Seattle Children’s hospital has reopened 14 of its operating rooms after one patient died and five others developed an infection from mold following surgical procedures over the last two years.
The hospital closed the operating rooms in May after routine testing detected aspergillus in several ORs and in equipment storage areas. The closure resulted in roughly 1,000 surgeries being moved to other hospitals, according to NBC affiliate King5 News in Seattle.
The operating rooms reopened on Thursday after the hospital deep cleaned the rooms, upgraded its air handling and purification system and installed a new humidification system.
“We want to reiterate how sorry we are for the impact that this air quality issue has had on our patients and families and that we are doing everything we can to maintain a safe environment for our patients,” hospital Chief Medical Officer Dr. Mark Del Beccaro said at a news conference on Wednesday. “That is our highest priority.”
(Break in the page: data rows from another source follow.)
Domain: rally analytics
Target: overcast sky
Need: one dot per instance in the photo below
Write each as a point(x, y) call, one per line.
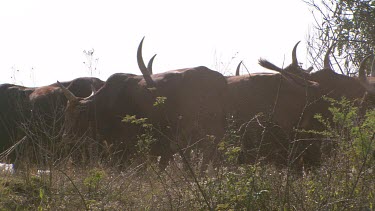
point(42, 41)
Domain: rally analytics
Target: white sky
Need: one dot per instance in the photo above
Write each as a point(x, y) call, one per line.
point(44, 39)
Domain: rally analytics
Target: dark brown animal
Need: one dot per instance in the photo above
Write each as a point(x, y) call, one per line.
point(14, 111)
point(267, 108)
point(35, 113)
point(47, 104)
point(191, 111)
point(333, 85)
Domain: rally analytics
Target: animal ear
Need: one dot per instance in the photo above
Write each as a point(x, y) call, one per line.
point(362, 75)
point(68, 94)
point(327, 62)
point(309, 69)
point(238, 68)
point(149, 65)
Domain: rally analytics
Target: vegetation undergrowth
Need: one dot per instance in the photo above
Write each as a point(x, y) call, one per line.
point(344, 181)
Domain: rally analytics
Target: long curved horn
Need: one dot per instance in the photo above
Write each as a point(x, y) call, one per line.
point(238, 68)
point(327, 63)
point(142, 66)
point(149, 65)
point(362, 70)
point(68, 94)
point(309, 69)
point(294, 55)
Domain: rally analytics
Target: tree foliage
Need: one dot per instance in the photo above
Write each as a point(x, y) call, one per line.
point(349, 25)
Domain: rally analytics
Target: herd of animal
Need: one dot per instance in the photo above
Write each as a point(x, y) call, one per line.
point(183, 109)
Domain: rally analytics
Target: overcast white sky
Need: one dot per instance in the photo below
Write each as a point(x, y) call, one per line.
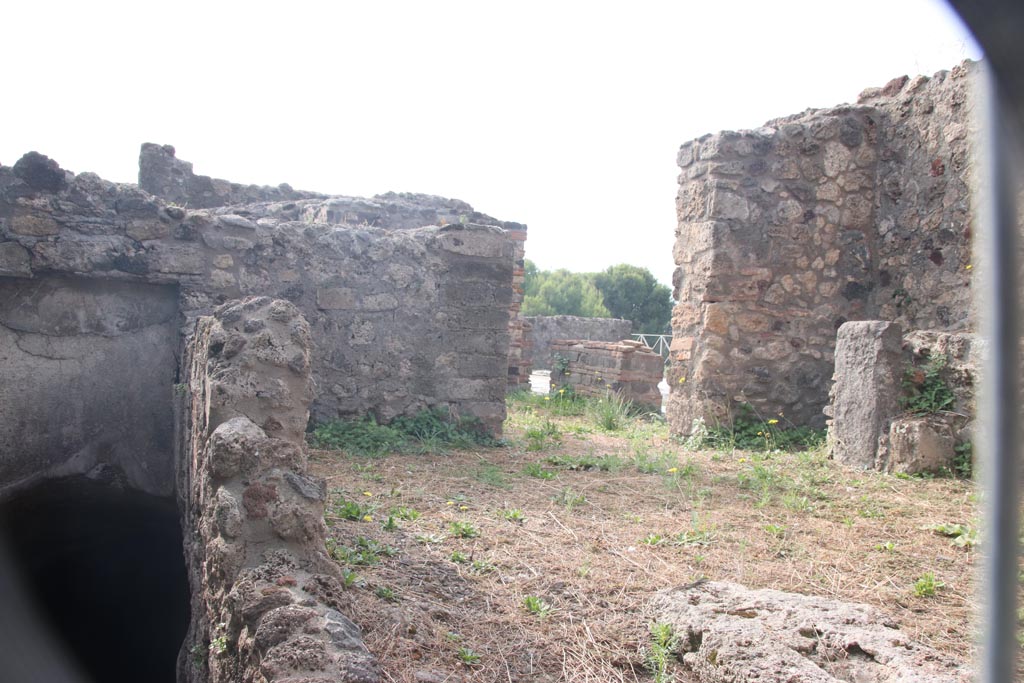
point(565, 116)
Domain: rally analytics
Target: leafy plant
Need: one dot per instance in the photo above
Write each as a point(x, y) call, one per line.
point(961, 536)
point(364, 552)
point(540, 437)
point(492, 475)
point(584, 463)
point(427, 539)
point(349, 579)
point(468, 656)
point(964, 460)
point(570, 499)
point(611, 412)
point(427, 431)
point(537, 606)
point(927, 585)
point(350, 510)
point(653, 540)
point(513, 515)
point(407, 514)
point(750, 431)
point(926, 389)
point(386, 593)
point(481, 566)
point(463, 529)
point(663, 644)
point(537, 470)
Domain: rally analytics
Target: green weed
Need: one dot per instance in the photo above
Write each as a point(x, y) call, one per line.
point(926, 389)
point(427, 431)
point(927, 585)
point(570, 499)
point(537, 470)
point(468, 656)
point(463, 529)
point(663, 646)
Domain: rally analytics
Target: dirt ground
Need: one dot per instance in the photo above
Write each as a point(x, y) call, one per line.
point(536, 561)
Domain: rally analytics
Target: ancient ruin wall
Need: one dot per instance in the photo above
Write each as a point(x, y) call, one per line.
point(87, 370)
point(162, 174)
point(403, 318)
point(545, 329)
point(266, 600)
point(790, 230)
point(627, 368)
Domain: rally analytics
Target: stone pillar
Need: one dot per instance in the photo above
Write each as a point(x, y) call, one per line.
point(865, 391)
point(519, 351)
point(264, 593)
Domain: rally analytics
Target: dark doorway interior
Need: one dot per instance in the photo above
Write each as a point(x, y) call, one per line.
point(105, 568)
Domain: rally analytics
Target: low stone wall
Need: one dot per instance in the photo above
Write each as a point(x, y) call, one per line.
point(877, 368)
point(546, 329)
point(266, 601)
point(593, 368)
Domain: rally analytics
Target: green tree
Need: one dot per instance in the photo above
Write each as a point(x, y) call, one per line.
point(560, 293)
point(633, 293)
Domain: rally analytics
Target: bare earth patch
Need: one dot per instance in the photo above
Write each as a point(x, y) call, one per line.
point(537, 561)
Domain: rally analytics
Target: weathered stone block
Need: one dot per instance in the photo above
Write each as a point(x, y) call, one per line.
point(865, 390)
point(729, 633)
point(920, 443)
point(14, 260)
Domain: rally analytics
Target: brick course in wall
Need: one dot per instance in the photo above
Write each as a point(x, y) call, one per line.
point(545, 329)
point(594, 368)
point(790, 230)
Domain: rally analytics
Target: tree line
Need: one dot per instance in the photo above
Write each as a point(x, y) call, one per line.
point(621, 291)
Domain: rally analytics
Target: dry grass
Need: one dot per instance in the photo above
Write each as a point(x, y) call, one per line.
point(790, 521)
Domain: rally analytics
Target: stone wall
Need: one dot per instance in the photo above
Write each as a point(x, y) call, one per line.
point(162, 174)
point(787, 231)
point(403, 318)
point(545, 329)
point(266, 600)
point(595, 368)
point(877, 368)
point(87, 370)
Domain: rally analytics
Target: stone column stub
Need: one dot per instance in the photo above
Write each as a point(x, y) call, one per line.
point(865, 391)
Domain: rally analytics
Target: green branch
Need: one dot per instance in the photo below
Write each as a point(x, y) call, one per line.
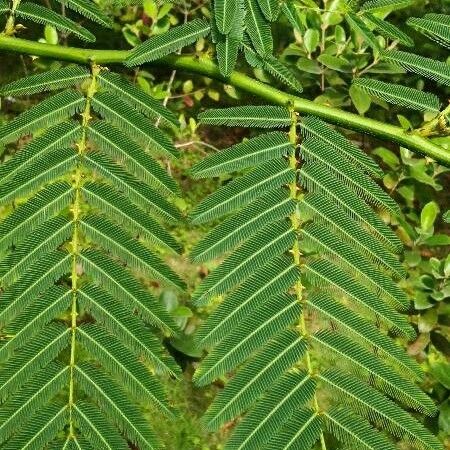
point(411, 140)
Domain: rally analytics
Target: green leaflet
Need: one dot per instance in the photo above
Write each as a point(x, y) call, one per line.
point(120, 147)
point(121, 244)
point(44, 385)
point(388, 30)
point(435, 30)
point(229, 44)
point(270, 207)
point(352, 430)
point(269, 242)
point(241, 191)
point(246, 154)
point(34, 317)
point(43, 427)
point(224, 14)
point(276, 314)
point(89, 10)
point(270, 9)
point(316, 179)
point(315, 151)
point(276, 68)
point(429, 68)
point(115, 318)
point(227, 49)
point(176, 38)
point(326, 275)
point(366, 331)
point(330, 248)
point(257, 28)
point(294, 389)
point(51, 266)
point(317, 238)
point(45, 16)
point(96, 428)
point(59, 136)
point(323, 210)
point(55, 165)
point(301, 431)
point(272, 279)
point(262, 371)
point(37, 279)
point(114, 109)
point(49, 112)
point(4, 7)
point(119, 283)
point(390, 382)
point(137, 191)
point(34, 212)
point(114, 404)
point(382, 5)
point(120, 362)
point(359, 27)
point(370, 403)
point(46, 81)
point(48, 236)
point(121, 210)
point(136, 97)
point(399, 95)
point(314, 127)
point(34, 356)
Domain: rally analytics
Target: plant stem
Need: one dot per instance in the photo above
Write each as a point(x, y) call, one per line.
point(76, 211)
point(296, 194)
point(204, 66)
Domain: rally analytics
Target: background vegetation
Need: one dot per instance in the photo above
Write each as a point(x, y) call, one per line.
point(326, 60)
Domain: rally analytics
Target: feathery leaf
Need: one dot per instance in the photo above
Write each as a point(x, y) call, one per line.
point(241, 191)
point(433, 29)
point(429, 68)
point(252, 152)
point(89, 10)
point(258, 28)
point(398, 94)
point(247, 116)
point(46, 81)
point(388, 30)
point(169, 42)
point(50, 111)
point(143, 102)
point(45, 204)
point(270, 207)
point(45, 16)
point(120, 147)
point(114, 109)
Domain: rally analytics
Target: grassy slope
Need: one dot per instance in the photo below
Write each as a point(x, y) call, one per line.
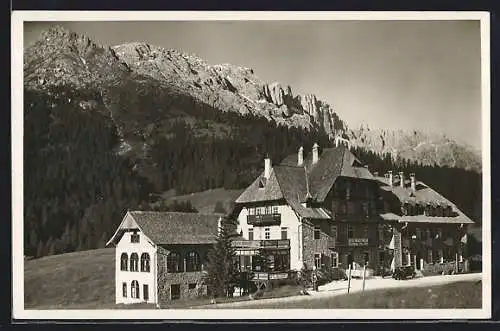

Lindsay Kurs, a spokesperson for the hospital said three patients developed aspergillus surgical site infections in 2018 and one of them died. Another three patients developed infections this year, Kurs said.
“We are deeply saddened that one of these patients died,” she said in a statement. “Out of respect for our patients’ privacy we cannot share additional details.”
Aspergillus is a fungus whose spores are present in the air, but does not normally cause illness, according to the aspergillus & aspergillosis Website. The fungus can cause disease in people who have weakened immune systems, damaged lungs or have allergies, the website states.